Straightliner (approximately $120) from Robin Schmidt's Music Engineering Tools (rs-met.com) is a pure subtractive, virtual analog synthesizer that, refreshingly, makes no attempt to emulate a hardware synth's control panel. All of its settings are graphical or numerical and are logically organized on a single screen. A few minutes with the 6-page manual, and you're on your way. Beyond ease of use and a great sound, several things set this synth apart.
Straightliner's signal path starts with four oscillators into which you can load any single-cycle mono or stereo waveform in FLAC or WAV format (the usual waveforms are provided to get you started).
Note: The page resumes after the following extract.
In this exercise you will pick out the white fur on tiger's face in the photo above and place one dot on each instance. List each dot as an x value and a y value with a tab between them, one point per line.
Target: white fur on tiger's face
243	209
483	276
The whole signal path is stereo, so stereo waveforms do add breadth. The oscillators also support microtuning and import scales in the Scala format. The oscillators are mixed and fed into a multimode resonant filter that offers the typical configurations along with allpass and shelving filters, a morphing lowpass-to-bandpass-to-highpass filter, and a carefully modeled emulation of the 4-pole Moog ladder filter. A handy TwoStages button instantly stacks two of the chosen filter types in series.
For control, you get two breakpoint envelope generators (EGs) that loop and sync to tempo. One EG is dedicated to the output amp and the other to filter cutoff. Both offer variable Velocity and keyboard tracking. All modules have their own preset load-and-save capability and come with a smattering of useful presets. You also get a categorized library of full-synth presets. Straightliner is easy on the CPU and excels at analog-modeled sounds (see Web Clip 1). Grab the free, time-limited demo and give it a listen.